L’histoire et la recherche sur les lignes supprimées reconstruit l’histoire des exploitants, les ouvertures et fermetures de dépôts, et les lignes supprimées, jusqu’aux arrêts supprimés individuels. Les histoires d’entreprises, les histoires municipales et les cartes résidentielles font le gros du travail. Comparé au tracé d’une voie ferrée abandonnée, la documentation subsistante pour une ligne d’autobus abandonnée est extrêmement mince, et la difficulté est proportionnellement élevée.

Poteaux, enregistrements et pièces

La recherche sur les arrêts et les installations couvre les poteaux et les abris d’attente aux arrêts d’autobus, et elle commença à se répandre vers 2005 lorsque les sites personnels devinrent faciles à lancer et les blogs faciles à mettre à jour. Certains photographient des arrêts aux noms amusants ; certains photographient chaque poteau appartenant à un exploitant ; certains photographient les poteaux d’arrêt d’autobus à travers le pays, auquel point l’activité ressemble à un rallye de tampons ou au passe-temps d’épargne-voyage consistant à visiter chaque bureau de poste du Japon.

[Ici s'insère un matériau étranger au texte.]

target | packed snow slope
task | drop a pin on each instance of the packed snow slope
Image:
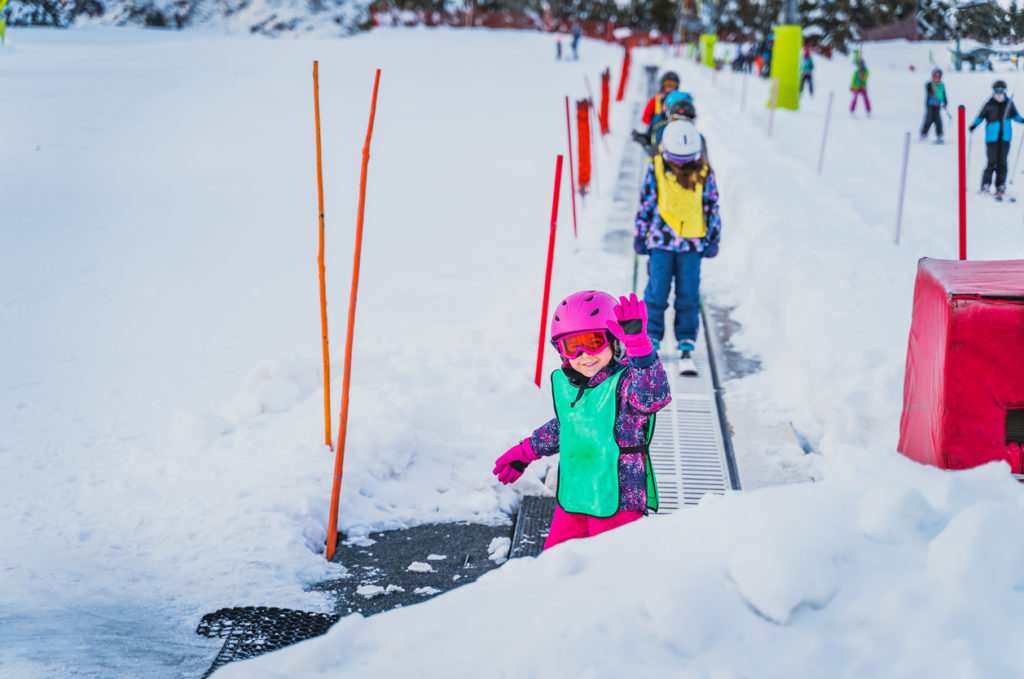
(883, 567)
(164, 451)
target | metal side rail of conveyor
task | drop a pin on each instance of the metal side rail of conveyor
(691, 450)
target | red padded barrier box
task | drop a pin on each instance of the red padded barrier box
(964, 386)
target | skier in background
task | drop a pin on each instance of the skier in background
(807, 72)
(678, 224)
(996, 114)
(935, 101)
(655, 107)
(606, 392)
(859, 87)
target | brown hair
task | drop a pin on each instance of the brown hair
(688, 174)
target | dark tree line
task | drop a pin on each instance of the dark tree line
(829, 23)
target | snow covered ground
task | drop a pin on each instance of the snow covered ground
(163, 453)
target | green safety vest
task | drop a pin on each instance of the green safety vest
(588, 464)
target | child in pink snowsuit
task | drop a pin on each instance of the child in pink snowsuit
(605, 394)
(859, 87)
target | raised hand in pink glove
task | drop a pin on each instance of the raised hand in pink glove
(630, 326)
(510, 466)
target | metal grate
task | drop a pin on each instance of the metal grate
(252, 631)
(687, 451)
(531, 525)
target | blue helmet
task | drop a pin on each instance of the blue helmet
(672, 97)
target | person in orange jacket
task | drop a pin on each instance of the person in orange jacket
(670, 83)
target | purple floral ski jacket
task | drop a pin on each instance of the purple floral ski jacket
(643, 390)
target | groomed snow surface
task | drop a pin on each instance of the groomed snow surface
(163, 451)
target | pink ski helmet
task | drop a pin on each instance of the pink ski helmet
(587, 309)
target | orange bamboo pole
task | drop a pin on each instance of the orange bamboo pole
(339, 457)
(320, 264)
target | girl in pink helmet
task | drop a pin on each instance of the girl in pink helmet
(606, 392)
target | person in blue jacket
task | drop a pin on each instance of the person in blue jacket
(996, 114)
(935, 101)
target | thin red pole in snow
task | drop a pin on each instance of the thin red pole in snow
(624, 76)
(902, 187)
(596, 116)
(962, 153)
(824, 135)
(321, 268)
(742, 94)
(339, 458)
(547, 273)
(568, 130)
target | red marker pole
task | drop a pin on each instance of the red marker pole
(962, 153)
(568, 131)
(547, 274)
(339, 458)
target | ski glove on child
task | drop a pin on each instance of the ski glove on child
(630, 326)
(510, 466)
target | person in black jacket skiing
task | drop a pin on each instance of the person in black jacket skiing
(996, 114)
(935, 101)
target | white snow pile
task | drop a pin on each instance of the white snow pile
(164, 451)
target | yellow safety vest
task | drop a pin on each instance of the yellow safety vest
(682, 210)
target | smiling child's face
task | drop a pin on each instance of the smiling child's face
(588, 365)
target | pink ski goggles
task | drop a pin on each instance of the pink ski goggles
(590, 341)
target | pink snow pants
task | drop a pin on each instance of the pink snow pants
(566, 525)
(867, 102)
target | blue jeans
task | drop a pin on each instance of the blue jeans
(684, 267)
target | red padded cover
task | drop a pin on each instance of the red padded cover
(965, 363)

Les grands terminaux d’autobus sont étudiés comme installations, et la nourriture de leurs boutiques et cafétérias invite au genre de comparaison que les enthousiastes ferroviaires appliquent aux soba de gare.

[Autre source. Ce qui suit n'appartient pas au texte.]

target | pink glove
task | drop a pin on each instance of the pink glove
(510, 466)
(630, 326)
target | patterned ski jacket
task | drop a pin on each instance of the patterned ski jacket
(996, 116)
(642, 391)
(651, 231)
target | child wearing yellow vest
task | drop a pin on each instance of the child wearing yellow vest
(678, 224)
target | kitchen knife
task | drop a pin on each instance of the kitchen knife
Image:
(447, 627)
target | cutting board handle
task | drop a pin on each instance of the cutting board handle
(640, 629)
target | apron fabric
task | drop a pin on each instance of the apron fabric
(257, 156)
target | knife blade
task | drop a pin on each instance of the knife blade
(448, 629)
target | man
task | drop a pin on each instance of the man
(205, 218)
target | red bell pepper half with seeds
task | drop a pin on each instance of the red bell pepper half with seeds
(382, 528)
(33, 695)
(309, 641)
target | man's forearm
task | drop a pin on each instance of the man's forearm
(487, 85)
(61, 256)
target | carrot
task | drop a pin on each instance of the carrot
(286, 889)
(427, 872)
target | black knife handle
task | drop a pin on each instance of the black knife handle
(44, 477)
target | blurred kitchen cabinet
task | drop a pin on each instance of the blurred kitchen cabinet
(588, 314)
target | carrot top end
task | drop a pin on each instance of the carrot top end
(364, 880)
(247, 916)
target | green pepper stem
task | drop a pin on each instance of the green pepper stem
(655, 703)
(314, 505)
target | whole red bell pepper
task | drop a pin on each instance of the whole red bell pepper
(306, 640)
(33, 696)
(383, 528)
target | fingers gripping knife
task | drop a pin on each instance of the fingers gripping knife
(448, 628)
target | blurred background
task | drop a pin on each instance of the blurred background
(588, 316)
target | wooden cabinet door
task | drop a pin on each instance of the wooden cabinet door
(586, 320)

La collection comprend les horaires, les plans de lignes et autres documents distribués, les cartes d’autobus, les billets y compris les billets cartonnés, les marchandises associées et les pièces. Les pièces de véhicules réformés et les panneaux de destination d’arrêt sont vendus à des événements d’autobus, et les rideaux de destination enroulés se vendent bien. Les exploitants ont répondu en mettant eux-mêmes des pièces aux enchères ; Iwate Kenkotsu créa une section « Bus Fan Plaza » sur son propre site web et y organisa des enchères de pièces.

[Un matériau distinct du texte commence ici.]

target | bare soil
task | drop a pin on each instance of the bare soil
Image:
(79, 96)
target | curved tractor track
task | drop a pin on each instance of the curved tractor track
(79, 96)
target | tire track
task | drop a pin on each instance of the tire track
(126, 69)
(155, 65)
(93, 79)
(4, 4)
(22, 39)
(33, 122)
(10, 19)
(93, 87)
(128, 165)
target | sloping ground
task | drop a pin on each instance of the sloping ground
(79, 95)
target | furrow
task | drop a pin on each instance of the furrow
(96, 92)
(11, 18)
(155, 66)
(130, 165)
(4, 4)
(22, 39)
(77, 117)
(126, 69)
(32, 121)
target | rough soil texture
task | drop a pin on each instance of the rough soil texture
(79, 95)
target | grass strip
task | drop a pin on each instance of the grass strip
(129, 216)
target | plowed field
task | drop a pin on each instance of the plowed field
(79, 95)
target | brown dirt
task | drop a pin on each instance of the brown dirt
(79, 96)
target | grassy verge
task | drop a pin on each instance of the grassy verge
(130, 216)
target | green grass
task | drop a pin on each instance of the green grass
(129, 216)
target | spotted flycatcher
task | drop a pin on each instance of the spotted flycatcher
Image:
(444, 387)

Les enregistrements d’annonces et les images de plaques de destination sont l’équivalent pour les autobus de l’enregistrement sonore des railfans. Les passionnés enregistrent eux-mêmes les annonces à bord, ou achètent des cartouches 8 pistes réformées et jouent les annonces chez eux. Photographier et cataloguer les rideaux de destination de nombreuses lignes est une autre branche, et certains sites les recréent avec des logiciels de retouche d’image.

Les modèles sont collectionnés et modifiés. Les modèles d’autobus tels que la série Bus Collection apparaissent comme structures sur les chemins de fer miniatures, et les passionnés les repeignent, fabriquent des décalcomanies et les appliquent. Les miniatures en métal moulé à l’échelle HO environ et les autobus radiocommandés sont aussi repeints, et certains les font rouler sur les routes de réseaux HO fixes.

Les principales gammes de modèles et de miniatures sont la Diapet Scale Bus Series, parmi les premières miniatures d’autobus ; Adwing, fabricant spécialisé de modèles d’autobus à part entière ; Trane, avec Pocket Bus et Faceful Bus ; Takara Tomy, dont les gammes Tomica, Choro-Q et Q-Steer incluent des miniatures d’autobus ; Tommytec, avec Bus Collection et les figurines Bus Musume de receveurs et de guides d’autobus ; Bandai, avec une édition minibus Working Vehicle ; Kyosho, avec des séries d’autobus radiocommandés et en métal moulé ; et Good Smile Company, avec une série de miniatures d’autobus de ligne.